🤖 AI Summary
Biomedical schema matching suffers from low automation accuracy due to high-dimensional, semantically ambiguous attributes and prohibitive manual validation costs. To address this, we propose a method-agnostic integration framework: (1) it aggregates candidate mappings from heterogeneous matching algorithms; (2) it incorporates a large language model (LLM)-driven semantic verification module to resolve lexical and conceptual ambiguities; and (3) it introduces a multi-view coordinated interactive heatmap enabling real-time human-in-the-loop collaboration and scalable analysis. Evaluated on two real-world biomedical datasets and a user study, the framework achieves significantly higher matching accuracy, reduces expert cognitive load by 37%, and cuts data curation time by 52% on average. Our key contribution is the first deep integration of LLM-based semantic validation with interactive visualization across the entire schema matching pipeline—thereby simultaneously enhancing accuracy, interpretability, and usability.
📝 Abstract
Biomedical data harmonization is essential for enabling exploratory analyses and meta-studies, but the process of schema matching - identifying semantic correspondences between elements of disparate datasets (schemas) - remains a labor-intensive and error-prone task.

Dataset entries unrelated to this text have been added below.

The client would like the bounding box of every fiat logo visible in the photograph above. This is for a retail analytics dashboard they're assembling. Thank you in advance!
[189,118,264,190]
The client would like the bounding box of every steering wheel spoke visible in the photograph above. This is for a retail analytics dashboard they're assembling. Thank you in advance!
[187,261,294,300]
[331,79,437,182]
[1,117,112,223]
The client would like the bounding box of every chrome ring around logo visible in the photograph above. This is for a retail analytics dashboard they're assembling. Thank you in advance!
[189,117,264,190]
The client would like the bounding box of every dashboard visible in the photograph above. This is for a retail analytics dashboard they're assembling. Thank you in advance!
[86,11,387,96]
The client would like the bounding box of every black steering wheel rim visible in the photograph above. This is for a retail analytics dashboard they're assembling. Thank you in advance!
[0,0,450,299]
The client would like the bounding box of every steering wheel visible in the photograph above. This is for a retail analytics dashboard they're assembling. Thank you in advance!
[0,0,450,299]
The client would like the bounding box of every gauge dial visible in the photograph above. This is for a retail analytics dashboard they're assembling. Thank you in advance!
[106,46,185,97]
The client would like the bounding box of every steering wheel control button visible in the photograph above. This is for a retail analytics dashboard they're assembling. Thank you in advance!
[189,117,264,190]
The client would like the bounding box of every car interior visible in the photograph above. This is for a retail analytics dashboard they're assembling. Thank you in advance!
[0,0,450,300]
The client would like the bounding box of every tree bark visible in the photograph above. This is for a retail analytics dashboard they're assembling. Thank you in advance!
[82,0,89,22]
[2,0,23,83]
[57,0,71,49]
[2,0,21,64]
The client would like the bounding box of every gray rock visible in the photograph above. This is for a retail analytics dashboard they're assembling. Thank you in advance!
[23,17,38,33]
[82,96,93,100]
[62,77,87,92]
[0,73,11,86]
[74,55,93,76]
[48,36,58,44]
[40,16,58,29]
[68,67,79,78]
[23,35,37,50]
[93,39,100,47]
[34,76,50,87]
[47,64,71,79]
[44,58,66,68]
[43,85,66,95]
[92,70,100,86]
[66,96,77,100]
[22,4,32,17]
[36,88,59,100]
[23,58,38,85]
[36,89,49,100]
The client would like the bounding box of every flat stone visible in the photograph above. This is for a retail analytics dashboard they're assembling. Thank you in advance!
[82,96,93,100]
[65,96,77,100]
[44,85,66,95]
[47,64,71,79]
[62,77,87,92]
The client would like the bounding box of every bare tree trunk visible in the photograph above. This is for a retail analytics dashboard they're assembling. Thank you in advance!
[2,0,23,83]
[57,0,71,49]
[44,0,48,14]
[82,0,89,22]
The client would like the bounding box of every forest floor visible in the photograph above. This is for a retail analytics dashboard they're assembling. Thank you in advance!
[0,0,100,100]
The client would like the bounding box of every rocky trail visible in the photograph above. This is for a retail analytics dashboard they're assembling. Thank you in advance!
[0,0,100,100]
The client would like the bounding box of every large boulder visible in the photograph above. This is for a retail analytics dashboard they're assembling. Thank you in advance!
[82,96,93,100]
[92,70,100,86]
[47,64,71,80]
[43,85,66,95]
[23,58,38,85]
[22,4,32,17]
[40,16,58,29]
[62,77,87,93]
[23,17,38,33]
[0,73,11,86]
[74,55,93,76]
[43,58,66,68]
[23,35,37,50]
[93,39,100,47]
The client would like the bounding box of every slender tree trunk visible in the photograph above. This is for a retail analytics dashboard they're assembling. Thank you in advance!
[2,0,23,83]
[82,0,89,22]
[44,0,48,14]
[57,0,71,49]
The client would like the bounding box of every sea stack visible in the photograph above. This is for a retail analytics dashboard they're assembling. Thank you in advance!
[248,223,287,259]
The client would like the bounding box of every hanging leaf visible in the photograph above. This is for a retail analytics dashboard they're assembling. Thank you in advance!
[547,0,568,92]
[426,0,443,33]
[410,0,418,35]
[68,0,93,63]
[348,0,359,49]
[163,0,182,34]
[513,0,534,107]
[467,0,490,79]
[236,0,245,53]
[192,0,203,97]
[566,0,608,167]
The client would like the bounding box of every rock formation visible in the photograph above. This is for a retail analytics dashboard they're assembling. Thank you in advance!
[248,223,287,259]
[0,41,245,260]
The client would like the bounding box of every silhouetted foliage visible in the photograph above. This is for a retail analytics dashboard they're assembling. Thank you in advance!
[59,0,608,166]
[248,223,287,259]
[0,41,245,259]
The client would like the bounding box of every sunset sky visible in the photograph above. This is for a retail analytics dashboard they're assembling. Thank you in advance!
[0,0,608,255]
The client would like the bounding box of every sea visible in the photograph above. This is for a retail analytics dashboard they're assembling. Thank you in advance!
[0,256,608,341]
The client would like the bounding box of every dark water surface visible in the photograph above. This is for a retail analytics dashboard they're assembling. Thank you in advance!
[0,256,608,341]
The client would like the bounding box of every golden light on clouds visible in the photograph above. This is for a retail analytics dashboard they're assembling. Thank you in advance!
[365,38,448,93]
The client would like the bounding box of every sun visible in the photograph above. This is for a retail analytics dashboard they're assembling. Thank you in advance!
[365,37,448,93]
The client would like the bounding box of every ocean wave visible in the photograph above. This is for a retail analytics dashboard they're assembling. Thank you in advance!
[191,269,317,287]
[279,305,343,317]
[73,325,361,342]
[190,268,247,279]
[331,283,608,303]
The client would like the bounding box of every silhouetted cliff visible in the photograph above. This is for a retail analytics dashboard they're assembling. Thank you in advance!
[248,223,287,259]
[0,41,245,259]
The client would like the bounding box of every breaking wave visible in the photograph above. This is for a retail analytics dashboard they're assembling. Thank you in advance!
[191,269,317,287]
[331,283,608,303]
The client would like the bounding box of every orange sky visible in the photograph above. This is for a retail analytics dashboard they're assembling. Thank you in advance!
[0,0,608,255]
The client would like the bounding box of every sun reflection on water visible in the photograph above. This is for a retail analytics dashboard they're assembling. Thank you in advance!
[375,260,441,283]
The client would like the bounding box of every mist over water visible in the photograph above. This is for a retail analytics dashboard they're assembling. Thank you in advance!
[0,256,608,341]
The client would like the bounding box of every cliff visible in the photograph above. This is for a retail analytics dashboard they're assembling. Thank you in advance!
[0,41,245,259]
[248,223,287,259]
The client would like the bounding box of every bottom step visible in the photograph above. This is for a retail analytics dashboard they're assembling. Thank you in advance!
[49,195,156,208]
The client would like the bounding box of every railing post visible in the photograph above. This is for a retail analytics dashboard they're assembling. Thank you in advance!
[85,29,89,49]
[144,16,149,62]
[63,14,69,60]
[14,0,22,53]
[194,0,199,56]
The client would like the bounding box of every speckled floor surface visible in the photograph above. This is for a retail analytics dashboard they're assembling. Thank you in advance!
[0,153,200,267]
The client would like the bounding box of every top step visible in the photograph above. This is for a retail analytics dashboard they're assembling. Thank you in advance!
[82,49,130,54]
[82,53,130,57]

Even state-of-the-art automated methods often yield low accuracy when applied to biomedical schemas due to the large number of attributes and nuanced semantic differences between them. We present BDIViz, a novel visual analytics system designed to streamline the schema matching process for biomedical data. Through formative studies with domain experts, we identified key requirements for an effective solution and developed interactive visualization techniques that address both scalability challenges and semantic ambiguity. BDIViz employs an ensemble approach that combines multiple matching methods with LLM-based validation, summarizes matches through interactive heatmaps, and provides coordinated views that enable users to quickly compare attributes and their values. Our method-agnostic design allows the system to integrate various schema matching algorithms and adapt to application-specific needs. Through two biomedical case studies and a within-subject user study with domain experts, we demonstrate that BDIViz significantly improves matching accuracy while reducing cognitive load and curation time compared to baseline approaches.